Sunday, November 07, 2010

At least I know it's a gull

I have a problem with gulls. I love them; I think they're beautiful, smart, and very funny. The problem is that I keep trying to put a name to them, and I can't keep them straight in my head. Mew gull, California, Herring, Thayer's, Ring-billed, Western, or Glaucous-winged; adult, immature, first year, second year; brown, grey, white; yellow-, pink-, black-billed or -legged: why do they have to be so confusing?

Dave Ingram wrote a helpful post the other day, describing the adult Ring-billed Gull. "... easy to identify", he says. And when I was looking over some photos I took on White Rock beach, I thought I had one. Easy!

See? A ring around the bill!

Not so fast! I have to check out the other characteristics first. Here's Dave's list:
  • a black ring around a medium sized bill
  • yellow legs
  • pale-yellow eye
  • black wingtips with two small white spots on the leading edge of the wing (in flight)
1. Black ring: check. 2. Medium-sized bill: check. 3. Yellow legs: no. They're pinkish. 4. Pale yellow eye: no. Dark, with a hint of yellow. 5. Black wingtips with 6. two white spots: check, I think. I don't have a flight photo.

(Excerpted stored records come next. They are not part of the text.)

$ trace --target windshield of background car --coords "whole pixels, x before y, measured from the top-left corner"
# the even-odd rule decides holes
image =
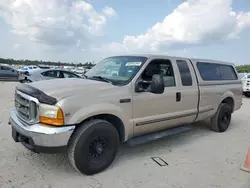
[[[97,63],[85,75],[90,79],[101,76],[114,85],[125,85],[133,79],[146,60],[146,57],[139,56],[109,57]]]

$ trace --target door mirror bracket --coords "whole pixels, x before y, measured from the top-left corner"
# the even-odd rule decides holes
[[[149,87],[144,89],[143,84],[148,84]],[[138,80],[135,84],[135,92],[150,92],[154,94],[164,93],[165,86],[162,75],[154,74],[152,76],[152,81]]]

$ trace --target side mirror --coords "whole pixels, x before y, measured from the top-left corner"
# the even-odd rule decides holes
[[[147,89],[143,85],[147,86]],[[135,92],[150,92],[154,94],[162,94],[165,90],[163,77],[155,74],[152,81],[139,80],[135,84]]]
[[[152,77],[152,83],[150,85],[150,92],[154,94],[164,93],[165,86],[162,75],[154,74]]]

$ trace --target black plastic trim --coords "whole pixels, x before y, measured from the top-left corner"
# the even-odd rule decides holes
[[[41,90],[32,87],[29,84],[19,84],[16,86],[16,90],[36,98],[40,103],[49,105],[55,105],[57,103],[55,98],[46,95]]]
[[[205,113],[205,112],[209,112],[209,111],[212,111],[212,110],[213,110],[213,108],[209,108],[209,109],[205,109],[205,110],[200,110],[199,114]],[[192,116],[192,115],[196,115],[196,114],[197,114],[197,112],[191,112],[191,113],[182,114],[182,115],[176,115],[176,116],[171,116],[171,117],[167,117],[167,118],[161,118],[161,119],[143,121],[143,122],[136,123],[135,125],[136,126],[142,126],[142,125],[147,125],[147,124],[151,124],[151,123],[158,123],[158,122],[162,122],[162,121],[168,121],[168,120],[173,120],[173,119],[188,117],[188,116]]]

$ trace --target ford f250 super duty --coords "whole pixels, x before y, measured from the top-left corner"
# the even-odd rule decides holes
[[[227,62],[113,56],[85,77],[19,84],[10,124],[16,142],[38,153],[66,150],[87,175],[105,170],[120,143],[207,119],[224,132],[242,105],[241,81]]]

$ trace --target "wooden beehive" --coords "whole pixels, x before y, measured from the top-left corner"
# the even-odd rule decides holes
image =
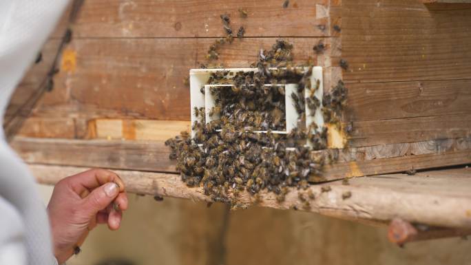
[[[286,8],[271,0],[85,1],[53,90],[12,146],[31,164],[175,173],[163,142],[189,128],[183,81],[224,36],[222,13],[247,32],[222,49],[227,67],[247,67],[282,37],[296,62],[324,67],[325,90],[346,83],[343,121],[353,130],[326,167],[328,180],[471,162],[471,6],[412,0],[297,0]],[[43,81],[67,17],[20,84],[7,121]],[[321,41],[326,49],[316,54]]]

Pinkish legs, black wingtips.

4 out of 6 isn't bad, but that's not an adult ring-bill. Maybe a juvenile? I looked them up on the Cornell "All About Birds" site. It divides the juveniles into Juvenal, First winter, First summer, and Second winter. The first three have pinkish legs and dark eyes. Good. But the bill is yellow. Not so good; my gull has a definitely white bill. And the wings are supposed to be brown; these are definitely grey.

I give up. For now. But at least I may remember the characteristics for next time.


  1. Gulls certainly are a challenge to identify. That is why I just call them all gulls.

  2. Send the photo to Dave and ask him!

  3. I never looked at the differences between gulls before. They were all just "seagulls"(I know that's a misnomer, but ... it fits for me). Now when the gulls come into town (usually when there's a storm at the beach), I try to see the differences. And I do! It's amazing what you see when you start looking!

  4. Hm. Where are you located? I could see that guy being either a third-year Herring Gull, or possibly a third-year Western Gull. Or something else; gulls are, as you've pointed out, fiendishly hard sometimes.

    But that's my take on it. A really good guide if you want to get serious about gull identification is Gulls of the Americas. It has numerous photos of every stage of development of all the New World gull species, along with really good explanatory material. See:

  5. My best guess is the Herring Gull - or maybe a California Gull. Many gulls have a "ring" in their bill during 3rd calendar year. So you need to look also at the shape of the head and other structural features, when you try to identify gulls. And don't forget the possibility of hybrids. They are pretty common there in in the West Coast. See for example a photo of hybrid gull in my blog:

  6. John, You mean I have to look at third year gulls, too? I think I like your adverb: "fiendishly".

    Thanks, though; I will look at the Herring and Western and California gulls again, including the third-year batch.

    Olli; I loved that post. It made me aware of how fortunate we are and how little we appreciate it.

  7. I have a picture of almost the same gull - the white beak threw me. It also has the ring around the bill, pink legs and a very dark eye.